4. Ekosistem pegunungan

Relief yang sangat menonjol membentuk pegunungan dan dataran tinggi yang vertikalitasnya membentuk ekosistem jenis lain karena kondisi iklim dan atmosfer yang menjadi ciri khas wilayah ini.. Di daerah ini, kehidupan hewan biasanya sangat terlihat di daerah rendah dan menengah, Meskipun tidak di puncak curam.

Hewan seperti chamois, ibex dan serigala jenis tertentu, serta burung pemangsa seperti burung nasar dan elang, sering ditemukan di habitat ini. Di sisi lain, di daerah bersalju keanekaragaman hayati berkurang, dan bentuk kehidupan harus berusaha menyamarkan diri.

5. Ekosistem hutan

Jenis ekosistem ini ditandai oleh kepadatan pohon atau flora secara umum. Ini dapat dibagi menjadi hutan, hutan kering, hutan sedang dan taiga. Dalam kasus di mana ada banyak pohon bersama, keanekaragaman spesies hewan biasanya sangat tinggi.

Namun, harus diperhitungkan Tinggi badan memainkan peran penting dalam keberadaan flora. Di banyak tempat. Di atas 2500 meter di atas permukaan laut, tidak ada pohon yang tumbuh.

Hutan adalah ekstensi berhutan di mana keberadaan beberapa spesies pohon ada.

6. Ekosistem buatan

Ekosistem buatan adalah ekosistem di mana tindakan manusia telah menciptakan ruang yang sangat berbeda untuk mereka yang ada sampai beberapa milenium lalu.
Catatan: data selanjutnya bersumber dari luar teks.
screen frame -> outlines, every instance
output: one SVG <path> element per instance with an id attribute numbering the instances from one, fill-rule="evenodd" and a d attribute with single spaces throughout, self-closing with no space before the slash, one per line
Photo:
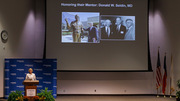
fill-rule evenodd
<path id="1" fill-rule="evenodd" d="M 149 13 L 150 13 L 150 0 L 147 0 L 147 52 L 148 52 L 148 70 L 57 70 L 57 72 L 153 72 L 150 55 L 150 42 L 149 42 Z M 47 0 L 45 0 L 45 43 L 43 59 L 46 59 L 47 54 Z"/>

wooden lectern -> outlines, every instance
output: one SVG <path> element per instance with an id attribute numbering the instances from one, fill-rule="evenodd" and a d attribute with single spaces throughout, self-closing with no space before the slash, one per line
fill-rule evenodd
<path id="1" fill-rule="evenodd" d="M 25 96 L 34 97 L 37 96 L 37 86 L 39 84 L 39 80 L 24 80 L 24 91 Z"/>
Kehadiran bangunan, gedung pencakar langit, dan area besar yang ditutupi oleh lampu, semen, dan trotoar berarti bahwa beberapa spesies beradaptasi dengan lingkungan ini dan yang lain tidak. Beberapa contoh nyata dari hewan perintis ini adalah merpati dan burung beo Argentina dari banyak kota besar di dunia, serta kucing. Hewan-hewan ini mendapat manfaat dari kelimpahan makanan dan relatif tidak adanya predator yang dihasilkan dari keberadaan manusia di sekitarnya.

Referensi bibliografi:

  • Grumbine, R.E. (1994). Apa itu manajemen ekosistem? Biologi Konservasi 8 (1): 27-38.
  • Maass, J.M. dan A. Martínez-Yrízar. (1990). Ekosistem: definisi, asal dan pentingnya konsep. Ilmu Pengetahuan (No. Esp.). 4: 10-20.
  • Pickett, S.T.A., dan M.L. Cadenasso (2002). Ekosistem sebagai konsep multidimensi: makna, model, dan metafora. Ekosistem 5: 1-10.